10/03/2019
Warum wir gegen das Bestellerprinzip bei Immobilienverkäufen sind! Das Bestellerprinzip bei Vermietungen (Provision zahlt der Vermieter) hat sich bereits zum Rohrkrepierer entwickelt. Seit der Einführung im Juni 2015 wurden erheblich weniger Mietwohnungen vermittelt, als die Jahre zuvor. Die Mieten sind seit Einführung, nochmals explodiert. Vermieter stellen erhöhte Anforderungen an die Mieter. Familien mit normalem Einkommen haben fast keine Chance mehr, eine bezahlbare Mietwohnung zu finden. Nun plant die Bundesregierung, angetrieben von der SPD und den Grünen, ein Bestellerprinzip für Immobilienverkäufe einzuführen. Zukünftig soll der Verkäufer den Makler bezahlen. Klingt zunächst gut und für viele auch plausibel. Viele Makler kassierten in der Vergangenheit die Immobilienprovision doppelt. Ein Teil der Käufer, ein Teil der Verkäufer. Da kamen schnell mal 7-8% an Provision zusammen. Wir haben bisher bei gebrauchten Immobilien, dem Verkäufer grundsätzlich keine Provision in Rechnung gestellt und würden das auch so gerne beibehalten. Warum? Ein privater Verkäufer würde diese Kosten, zurecht in den Gesamtkaufpreis mit einrechnen. Sprich; im Gesamtkaufpreis steckt die Provision. Auf diese wäre dann noch die Grunderwerbsteuer von 5 % fällig, die sich ja aus dem Gesamtkaufpres errechnet. Ebenfalls die Notarkosten von 1,5- 2%. Das würde die Kosten nur unnötig in die Höhe treiben und keinen einzigen Quadatmeter an Wohnraum schaffen.Den einzigsten Mehrverdienst hätte beim Bestellerprinzip der Vater Staat.

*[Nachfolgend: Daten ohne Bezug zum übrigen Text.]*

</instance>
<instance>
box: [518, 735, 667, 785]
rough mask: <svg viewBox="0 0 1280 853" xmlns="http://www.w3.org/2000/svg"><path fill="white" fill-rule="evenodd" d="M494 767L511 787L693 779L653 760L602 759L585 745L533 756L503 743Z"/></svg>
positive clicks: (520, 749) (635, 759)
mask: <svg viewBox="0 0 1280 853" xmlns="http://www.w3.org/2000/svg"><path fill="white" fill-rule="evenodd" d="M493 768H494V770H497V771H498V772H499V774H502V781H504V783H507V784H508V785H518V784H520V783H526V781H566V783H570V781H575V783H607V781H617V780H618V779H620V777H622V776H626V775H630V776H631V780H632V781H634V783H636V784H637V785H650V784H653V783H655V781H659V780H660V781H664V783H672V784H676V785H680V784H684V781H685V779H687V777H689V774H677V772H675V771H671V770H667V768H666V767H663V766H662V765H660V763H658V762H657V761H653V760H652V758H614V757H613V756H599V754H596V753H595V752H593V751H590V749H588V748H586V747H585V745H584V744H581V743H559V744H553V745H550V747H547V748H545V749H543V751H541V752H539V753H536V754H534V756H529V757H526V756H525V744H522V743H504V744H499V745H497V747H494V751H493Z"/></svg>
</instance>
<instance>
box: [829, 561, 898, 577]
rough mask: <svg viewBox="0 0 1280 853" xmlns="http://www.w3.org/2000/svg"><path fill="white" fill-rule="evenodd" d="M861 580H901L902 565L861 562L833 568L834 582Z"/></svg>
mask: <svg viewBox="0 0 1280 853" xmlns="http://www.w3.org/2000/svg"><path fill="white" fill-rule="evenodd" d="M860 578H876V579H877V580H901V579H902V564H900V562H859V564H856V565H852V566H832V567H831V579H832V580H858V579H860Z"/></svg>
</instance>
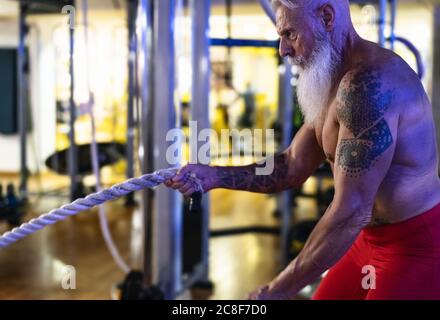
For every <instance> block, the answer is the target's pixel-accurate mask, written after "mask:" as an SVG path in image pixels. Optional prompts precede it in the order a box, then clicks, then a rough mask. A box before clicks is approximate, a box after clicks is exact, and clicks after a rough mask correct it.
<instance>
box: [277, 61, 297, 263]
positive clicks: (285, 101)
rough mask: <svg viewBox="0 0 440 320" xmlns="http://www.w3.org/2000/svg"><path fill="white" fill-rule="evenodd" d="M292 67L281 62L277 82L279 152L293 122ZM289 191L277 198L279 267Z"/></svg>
mask: <svg viewBox="0 0 440 320" xmlns="http://www.w3.org/2000/svg"><path fill="white" fill-rule="evenodd" d="M291 79H292V66H291V65H290V64H289V63H288V62H287V60H284V61H283V64H282V65H281V66H280V82H279V98H278V101H279V102H278V105H279V119H280V120H281V121H282V142H281V145H280V151H282V150H285V149H286V148H287V147H288V146H289V144H290V142H291V140H292V122H293V107H294V106H293V89H292V88H293V87H292V84H291ZM290 198H291V192H290V191H283V192H281V193H280V194H279V196H278V197H277V207H278V210H279V212H280V214H281V230H280V235H281V239H280V244H281V245H280V246H281V259H280V261H281V265H282V266H285V265H287V263H288V262H289V261H287V254H286V253H287V250H288V246H289V244H288V235H289V230H290V221H291V210H290V209H291V206H290Z"/></svg>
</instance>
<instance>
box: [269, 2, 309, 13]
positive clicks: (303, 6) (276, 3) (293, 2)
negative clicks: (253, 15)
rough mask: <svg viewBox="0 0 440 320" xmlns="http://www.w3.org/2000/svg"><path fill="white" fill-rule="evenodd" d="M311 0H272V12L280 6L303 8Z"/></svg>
mask: <svg viewBox="0 0 440 320" xmlns="http://www.w3.org/2000/svg"><path fill="white" fill-rule="evenodd" d="M312 1H313V0H272V8H273V11H274V12H276V11H277V10H278V8H279V7H281V6H283V7H286V8H288V9H296V8H304V7H307V6H308V5H309V4H310V3H311V2H312Z"/></svg>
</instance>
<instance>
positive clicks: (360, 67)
mask: <svg viewBox="0 0 440 320" xmlns="http://www.w3.org/2000/svg"><path fill="white" fill-rule="evenodd" d="M386 74H387V72H386V71H385V70H384V69H383V68H382V67H381V66H377V65H374V66H373V65H370V64H363V65H359V66H357V67H356V68H354V69H352V70H350V71H348V72H347V73H346V74H345V76H344V77H343V78H342V80H341V83H340V85H339V88H338V91H337V96H336V102H337V103H336V112H337V118H338V121H339V122H340V123H342V124H343V125H344V126H346V127H347V128H348V129H350V131H351V132H352V133H353V134H354V135H355V136H358V135H359V134H361V133H362V132H363V131H365V130H366V129H368V128H370V127H371V126H372V125H373V124H374V123H376V122H377V121H378V120H379V119H381V118H382V117H383V116H384V114H385V112H387V111H390V109H391V106H392V105H393V100H394V99H395V96H396V89H395V87H394V86H392V85H390V84H388V83H387V82H388V79H387V75H386Z"/></svg>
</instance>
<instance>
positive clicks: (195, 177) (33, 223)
mask: <svg viewBox="0 0 440 320" xmlns="http://www.w3.org/2000/svg"><path fill="white" fill-rule="evenodd" d="M177 171H178V169H177V168H168V169H161V170H157V171H155V172H153V173H149V174H145V175H143V176H141V177H138V178H132V179H129V180H127V181H124V182H122V183H119V184H116V185H114V186H112V187H110V188H108V189H103V190H101V191H99V192H96V193H92V194H89V195H88V196H86V197H85V198H79V199H76V200H75V201H73V202H72V203H69V204H66V205H64V206H62V207H60V208H58V209H54V210H52V211H50V212H49V213H45V214H42V215H41V216H39V217H37V218H35V219H32V220H30V221H29V222H26V223H23V224H22V225H21V226H19V227H17V228H14V229H12V230H11V231H8V232H6V233H4V234H3V235H2V236H0V247H7V246H9V245H10V244H12V243H14V242H15V241H18V240H20V239H22V238H24V237H26V236H28V235H30V234H32V233H34V232H36V231H38V230H40V229H42V228H44V227H45V226H48V225H51V224H54V223H55V222H57V221H59V220H64V219H65V218H67V217H70V216H74V215H76V214H78V213H79V212H81V211H84V210H88V209H90V208H93V207H95V206H98V205H100V204H103V203H104V202H107V201H110V200H114V199H117V198H120V197H123V196H125V195H127V194H128V193H130V192H133V191H138V190H141V189H145V188H153V187H156V186H158V185H160V184H161V183H163V182H165V181H166V180H168V179H170V178H172V177H174V176H175V175H176V173H177ZM185 179H187V180H188V181H191V182H192V183H193V184H194V187H195V191H196V192H203V188H202V185H201V183H200V180H199V179H197V178H196V177H195V176H192V175H187V176H186V177H185Z"/></svg>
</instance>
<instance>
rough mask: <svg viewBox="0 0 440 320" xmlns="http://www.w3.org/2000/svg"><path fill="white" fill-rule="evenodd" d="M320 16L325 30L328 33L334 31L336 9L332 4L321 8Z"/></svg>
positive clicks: (329, 3) (326, 4) (320, 9)
mask: <svg viewBox="0 0 440 320" xmlns="http://www.w3.org/2000/svg"><path fill="white" fill-rule="evenodd" d="M319 14H320V18H321V21H322V23H323V24H324V28H325V29H326V30H327V31H332V30H333V29H334V27H335V18H336V15H335V8H334V7H333V6H332V5H331V4H330V3H326V4H324V5H323V6H322V7H321V8H319Z"/></svg>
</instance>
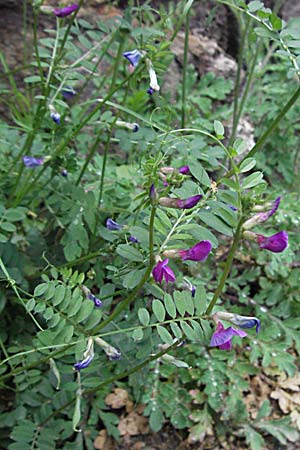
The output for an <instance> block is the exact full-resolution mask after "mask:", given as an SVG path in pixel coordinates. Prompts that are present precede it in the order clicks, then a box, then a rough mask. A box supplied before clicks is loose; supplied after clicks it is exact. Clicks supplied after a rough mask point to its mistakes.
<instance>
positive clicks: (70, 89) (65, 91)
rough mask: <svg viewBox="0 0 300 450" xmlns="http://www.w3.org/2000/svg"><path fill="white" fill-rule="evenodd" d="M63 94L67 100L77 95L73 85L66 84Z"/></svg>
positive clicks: (62, 93) (72, 97) (70, 98)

Wir hoffen auch in Zukunft bei unserer Methode bleiben zu können und berechnen dem Käufer einmalig 4,76% inkl. MwSt. aus dem notariellen Kaufpreis. Schuld an der miserablem Wohnsituation hat alleine die Politik, die es in den vergangenen 10 Jahren versäumt hat, auf die entsprechenden Anfragen zu reagieren. Wenn die Erteilung einer einfachen Baugenehmigung für ein 7-Familienhaus in Stuttgart, bis zu drei Jahre dauert,
darf man sich nicht wundern, wenn weniger gebaut wird. Die Stadt Stuttgart sitzt auf zahlreichen Grundstücken und ist nicht in der Lage, dem Wohnraummangel entgegenzuwirken, in dem man kurzfristig Bebauungspläne ändert. Zahlreiche Mischgebiete die an innerstädtische Gewerbegebiete grenzen, könnten der Wohnbebauung zugeführt werden. Warum kann nicht wie in den 70er Jahren, in die Höhe gebaut werden? In Wohngebieten in denen ohnehin schon Betonbunker stehen, käme es auf ein paar mehr auch nicht mehr an. Bauen, bauen, bauen, ist die einzige Möglichkeit, die Wohnungsnot einzudämmen. Mehr Angebote, regulieren den Markt und die Kaufpreise würden wieder erschwinglich werden. So einfach kann es manchmal sein. Hauptsache den Bürger veräppelt und für dumm verkauft.